Kurienobmann kritisiert “Wortbruch”
Schon 2023 forderten 85 Prozent aller Spitalsärzte im Land in einer Petition eine Erhöhung der Grundgehälter um 30 Prozent. Die Einigung im Juli 2024 war sozusagen ein Kompromiss. Damals sagte Blaßnig, er sei zuversichtlich, dass auch der zweite Teil des Pakets gemeinsam geschnürt werde. Diese Hoffnung ist allerdings enttäuscht worden. In seinem Rundschreiben spricht Blaßnig offen von einem „Wortbruch“ seitens der Landesregierung. Seinen ursprünglichen Absichtserklärungen zum Trotz habe Landeshauptmann und Finanzreferent Markus Wallner den Gehaltsanpassungsprozess gestoppt.

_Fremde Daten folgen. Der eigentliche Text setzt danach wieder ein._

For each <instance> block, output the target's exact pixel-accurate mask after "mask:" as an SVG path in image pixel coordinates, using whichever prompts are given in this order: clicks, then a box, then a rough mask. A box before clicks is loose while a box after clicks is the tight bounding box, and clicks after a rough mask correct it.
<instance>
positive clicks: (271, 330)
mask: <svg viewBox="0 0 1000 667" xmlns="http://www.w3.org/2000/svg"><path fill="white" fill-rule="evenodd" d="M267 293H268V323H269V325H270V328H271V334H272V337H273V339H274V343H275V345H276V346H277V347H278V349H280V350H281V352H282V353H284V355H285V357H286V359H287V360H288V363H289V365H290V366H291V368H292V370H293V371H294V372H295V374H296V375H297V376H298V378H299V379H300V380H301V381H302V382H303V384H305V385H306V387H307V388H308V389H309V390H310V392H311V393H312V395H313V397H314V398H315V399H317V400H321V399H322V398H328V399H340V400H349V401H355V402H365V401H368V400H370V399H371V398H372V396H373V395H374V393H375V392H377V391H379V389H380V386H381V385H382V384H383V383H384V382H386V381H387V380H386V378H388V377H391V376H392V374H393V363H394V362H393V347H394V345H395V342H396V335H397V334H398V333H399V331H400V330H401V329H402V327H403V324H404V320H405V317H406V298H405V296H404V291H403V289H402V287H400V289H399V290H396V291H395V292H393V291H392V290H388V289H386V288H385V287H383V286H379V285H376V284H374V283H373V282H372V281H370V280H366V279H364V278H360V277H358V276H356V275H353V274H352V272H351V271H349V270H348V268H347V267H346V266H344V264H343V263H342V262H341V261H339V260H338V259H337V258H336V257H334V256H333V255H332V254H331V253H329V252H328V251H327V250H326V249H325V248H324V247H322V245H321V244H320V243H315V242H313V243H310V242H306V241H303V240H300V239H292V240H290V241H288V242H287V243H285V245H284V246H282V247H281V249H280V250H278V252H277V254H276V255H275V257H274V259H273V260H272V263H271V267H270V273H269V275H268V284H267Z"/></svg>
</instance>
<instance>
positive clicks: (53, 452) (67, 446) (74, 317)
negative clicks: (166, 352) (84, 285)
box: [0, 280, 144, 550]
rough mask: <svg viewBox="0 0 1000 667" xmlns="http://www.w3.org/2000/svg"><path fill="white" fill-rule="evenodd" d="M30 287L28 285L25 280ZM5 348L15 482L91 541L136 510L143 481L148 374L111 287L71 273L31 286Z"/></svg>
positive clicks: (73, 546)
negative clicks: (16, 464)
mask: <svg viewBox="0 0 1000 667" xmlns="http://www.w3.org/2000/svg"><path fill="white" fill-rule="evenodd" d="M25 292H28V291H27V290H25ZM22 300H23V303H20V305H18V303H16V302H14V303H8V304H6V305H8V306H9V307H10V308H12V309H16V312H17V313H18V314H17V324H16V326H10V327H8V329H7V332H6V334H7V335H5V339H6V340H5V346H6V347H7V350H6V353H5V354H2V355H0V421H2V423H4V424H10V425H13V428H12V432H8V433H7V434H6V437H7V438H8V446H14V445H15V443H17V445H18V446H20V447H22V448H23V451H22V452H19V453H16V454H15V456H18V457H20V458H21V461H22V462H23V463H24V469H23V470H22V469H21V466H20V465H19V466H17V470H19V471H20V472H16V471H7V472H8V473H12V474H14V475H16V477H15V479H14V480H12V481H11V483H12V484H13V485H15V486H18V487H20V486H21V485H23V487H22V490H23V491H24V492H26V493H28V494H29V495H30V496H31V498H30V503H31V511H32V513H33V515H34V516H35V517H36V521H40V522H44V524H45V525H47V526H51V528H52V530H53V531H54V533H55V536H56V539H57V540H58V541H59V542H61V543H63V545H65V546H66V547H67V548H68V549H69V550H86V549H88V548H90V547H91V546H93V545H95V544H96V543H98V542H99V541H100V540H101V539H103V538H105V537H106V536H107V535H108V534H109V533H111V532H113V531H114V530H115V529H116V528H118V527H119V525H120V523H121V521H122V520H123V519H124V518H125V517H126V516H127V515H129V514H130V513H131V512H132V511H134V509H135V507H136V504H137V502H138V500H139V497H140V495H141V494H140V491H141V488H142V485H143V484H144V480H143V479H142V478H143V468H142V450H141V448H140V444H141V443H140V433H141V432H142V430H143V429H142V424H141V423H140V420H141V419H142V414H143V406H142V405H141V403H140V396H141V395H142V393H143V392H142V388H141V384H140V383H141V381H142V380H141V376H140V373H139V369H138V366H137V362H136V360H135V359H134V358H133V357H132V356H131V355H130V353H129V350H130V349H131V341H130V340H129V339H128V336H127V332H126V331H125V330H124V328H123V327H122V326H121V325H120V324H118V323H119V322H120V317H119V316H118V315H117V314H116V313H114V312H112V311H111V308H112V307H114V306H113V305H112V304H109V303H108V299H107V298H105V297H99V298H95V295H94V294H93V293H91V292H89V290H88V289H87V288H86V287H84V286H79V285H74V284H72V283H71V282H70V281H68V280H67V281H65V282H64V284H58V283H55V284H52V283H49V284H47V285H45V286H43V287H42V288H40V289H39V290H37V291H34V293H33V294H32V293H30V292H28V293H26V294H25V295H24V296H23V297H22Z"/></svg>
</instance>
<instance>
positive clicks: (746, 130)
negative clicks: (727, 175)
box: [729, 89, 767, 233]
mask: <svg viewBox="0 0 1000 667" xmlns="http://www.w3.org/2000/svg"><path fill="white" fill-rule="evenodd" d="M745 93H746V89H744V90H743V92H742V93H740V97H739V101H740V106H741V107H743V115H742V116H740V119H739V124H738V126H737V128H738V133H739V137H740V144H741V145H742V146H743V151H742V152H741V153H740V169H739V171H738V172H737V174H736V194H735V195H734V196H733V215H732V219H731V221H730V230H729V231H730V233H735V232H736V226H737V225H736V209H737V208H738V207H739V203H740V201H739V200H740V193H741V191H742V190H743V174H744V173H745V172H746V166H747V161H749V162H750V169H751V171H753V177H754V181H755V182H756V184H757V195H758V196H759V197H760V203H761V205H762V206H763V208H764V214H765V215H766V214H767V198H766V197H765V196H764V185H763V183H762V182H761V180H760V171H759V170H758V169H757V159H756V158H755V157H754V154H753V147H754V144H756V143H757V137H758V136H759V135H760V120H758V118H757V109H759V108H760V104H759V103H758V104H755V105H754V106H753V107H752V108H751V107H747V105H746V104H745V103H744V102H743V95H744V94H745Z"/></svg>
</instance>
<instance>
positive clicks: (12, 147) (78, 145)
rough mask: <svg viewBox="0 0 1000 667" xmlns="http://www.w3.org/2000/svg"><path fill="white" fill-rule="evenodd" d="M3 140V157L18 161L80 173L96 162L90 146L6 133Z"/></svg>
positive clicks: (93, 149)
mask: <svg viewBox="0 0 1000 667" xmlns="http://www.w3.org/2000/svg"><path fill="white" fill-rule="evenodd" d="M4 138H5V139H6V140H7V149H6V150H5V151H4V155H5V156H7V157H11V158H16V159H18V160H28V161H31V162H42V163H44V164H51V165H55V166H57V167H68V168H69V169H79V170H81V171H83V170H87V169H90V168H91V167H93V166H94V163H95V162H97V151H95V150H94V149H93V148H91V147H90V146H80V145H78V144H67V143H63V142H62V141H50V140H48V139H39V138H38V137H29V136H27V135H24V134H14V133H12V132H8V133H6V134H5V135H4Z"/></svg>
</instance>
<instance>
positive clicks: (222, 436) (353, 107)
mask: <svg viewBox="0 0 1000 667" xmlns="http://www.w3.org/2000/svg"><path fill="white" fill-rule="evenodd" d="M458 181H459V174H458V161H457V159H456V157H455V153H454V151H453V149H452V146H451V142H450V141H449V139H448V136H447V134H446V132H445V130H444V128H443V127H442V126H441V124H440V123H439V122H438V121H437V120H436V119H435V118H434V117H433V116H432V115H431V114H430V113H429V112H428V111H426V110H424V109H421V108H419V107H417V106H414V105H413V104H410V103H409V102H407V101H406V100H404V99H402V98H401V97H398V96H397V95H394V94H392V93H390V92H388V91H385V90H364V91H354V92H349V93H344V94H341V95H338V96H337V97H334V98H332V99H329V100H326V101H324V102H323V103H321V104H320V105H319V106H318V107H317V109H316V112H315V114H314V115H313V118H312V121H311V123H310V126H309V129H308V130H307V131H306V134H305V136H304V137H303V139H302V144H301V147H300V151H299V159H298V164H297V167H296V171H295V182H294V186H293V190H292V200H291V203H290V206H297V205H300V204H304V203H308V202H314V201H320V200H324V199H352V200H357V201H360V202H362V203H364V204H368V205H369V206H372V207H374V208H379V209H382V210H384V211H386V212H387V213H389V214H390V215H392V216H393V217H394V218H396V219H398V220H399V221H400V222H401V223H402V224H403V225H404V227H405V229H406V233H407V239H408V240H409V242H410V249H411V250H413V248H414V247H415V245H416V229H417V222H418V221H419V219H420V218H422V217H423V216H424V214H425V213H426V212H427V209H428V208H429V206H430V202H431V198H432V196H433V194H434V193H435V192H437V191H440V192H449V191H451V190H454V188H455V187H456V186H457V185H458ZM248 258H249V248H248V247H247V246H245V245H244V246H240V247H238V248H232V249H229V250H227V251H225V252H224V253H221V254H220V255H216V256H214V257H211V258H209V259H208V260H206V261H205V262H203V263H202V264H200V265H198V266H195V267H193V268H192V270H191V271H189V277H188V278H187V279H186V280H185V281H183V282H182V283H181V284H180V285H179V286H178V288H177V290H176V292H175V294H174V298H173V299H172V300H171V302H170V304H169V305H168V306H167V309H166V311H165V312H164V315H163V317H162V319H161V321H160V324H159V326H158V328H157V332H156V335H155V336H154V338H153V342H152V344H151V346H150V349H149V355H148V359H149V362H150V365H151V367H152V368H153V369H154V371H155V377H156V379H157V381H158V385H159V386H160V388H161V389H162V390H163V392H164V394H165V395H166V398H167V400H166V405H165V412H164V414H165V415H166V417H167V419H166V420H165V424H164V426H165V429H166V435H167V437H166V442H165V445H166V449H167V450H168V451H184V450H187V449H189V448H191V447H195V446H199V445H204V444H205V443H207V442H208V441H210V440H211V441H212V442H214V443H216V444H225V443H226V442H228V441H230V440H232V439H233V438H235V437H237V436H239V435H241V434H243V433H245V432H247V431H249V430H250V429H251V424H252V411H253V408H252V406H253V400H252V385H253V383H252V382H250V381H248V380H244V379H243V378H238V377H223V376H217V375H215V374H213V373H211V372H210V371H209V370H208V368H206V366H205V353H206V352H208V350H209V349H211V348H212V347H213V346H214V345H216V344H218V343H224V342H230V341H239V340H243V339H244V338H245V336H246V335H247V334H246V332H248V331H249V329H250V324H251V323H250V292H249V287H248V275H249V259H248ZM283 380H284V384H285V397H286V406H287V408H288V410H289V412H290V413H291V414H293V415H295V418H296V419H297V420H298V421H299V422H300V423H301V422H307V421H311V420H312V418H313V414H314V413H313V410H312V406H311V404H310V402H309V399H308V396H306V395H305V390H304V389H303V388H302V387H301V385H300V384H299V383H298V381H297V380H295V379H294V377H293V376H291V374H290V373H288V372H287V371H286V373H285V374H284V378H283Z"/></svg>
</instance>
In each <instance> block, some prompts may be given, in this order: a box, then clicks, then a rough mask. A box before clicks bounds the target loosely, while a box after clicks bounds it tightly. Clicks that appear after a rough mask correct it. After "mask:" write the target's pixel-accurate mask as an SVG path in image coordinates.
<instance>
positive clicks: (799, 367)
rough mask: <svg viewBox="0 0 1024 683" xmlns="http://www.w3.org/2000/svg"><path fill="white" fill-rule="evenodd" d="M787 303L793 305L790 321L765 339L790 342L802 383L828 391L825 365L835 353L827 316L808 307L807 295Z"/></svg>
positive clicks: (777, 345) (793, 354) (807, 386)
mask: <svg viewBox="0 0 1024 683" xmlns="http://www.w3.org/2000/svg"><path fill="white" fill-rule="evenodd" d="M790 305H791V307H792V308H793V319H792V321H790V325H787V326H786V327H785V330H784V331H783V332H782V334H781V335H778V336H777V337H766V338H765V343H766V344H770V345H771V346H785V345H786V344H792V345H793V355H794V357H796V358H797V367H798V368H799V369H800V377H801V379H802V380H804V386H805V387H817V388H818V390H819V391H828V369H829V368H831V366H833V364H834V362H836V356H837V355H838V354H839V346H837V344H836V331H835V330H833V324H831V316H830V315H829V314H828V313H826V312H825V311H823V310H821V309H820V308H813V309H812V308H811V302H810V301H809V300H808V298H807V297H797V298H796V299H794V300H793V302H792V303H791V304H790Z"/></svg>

Rüscher: Gespräch Ende September
Die NEUE hat sowohl Wallner als auch die zuständige Landesrätin Martina Rüscher (beide ÖVP) um eine Stellungnahme gebeten. Geantwortet hat ausschließlich Rüscher. Sie erklärte, dass „über den Sommer Optionen analysiert und intern besprochen werden“. Ein Gespräch mit Ärztekammer und Zentralbetriebsrat sei bis spätestens Ende September vorgesehen. „Eine Betriebsvereinbarung ist grundsätzlich im beiderseitigen Interesse. Den Gesprächen im Herbst soll aber nicht vorgegriffen werden“, so Rüscher auf Anfrage.
Zugleich betont die Landesrätin, dass es in den vergangenen Monaten „konstruktive Gespräche“ mit Ärztekammer und Zentralbetriebsrat gegeben habe. Zur Eindämmung von Abwanderungstendenzen verweist Rüscher auf eine Reihe bereits gesetzter Maßnahmen: Etwa auf das neue Karrieremodell für Spitalsärzte, auf verbesserte Ausbildungsstrukturen und auf Maßnahmen zur Führungsentwicklung. Diese hätten laut Ressort zu einer insgesamt stabilen Personalsituation beigetragen.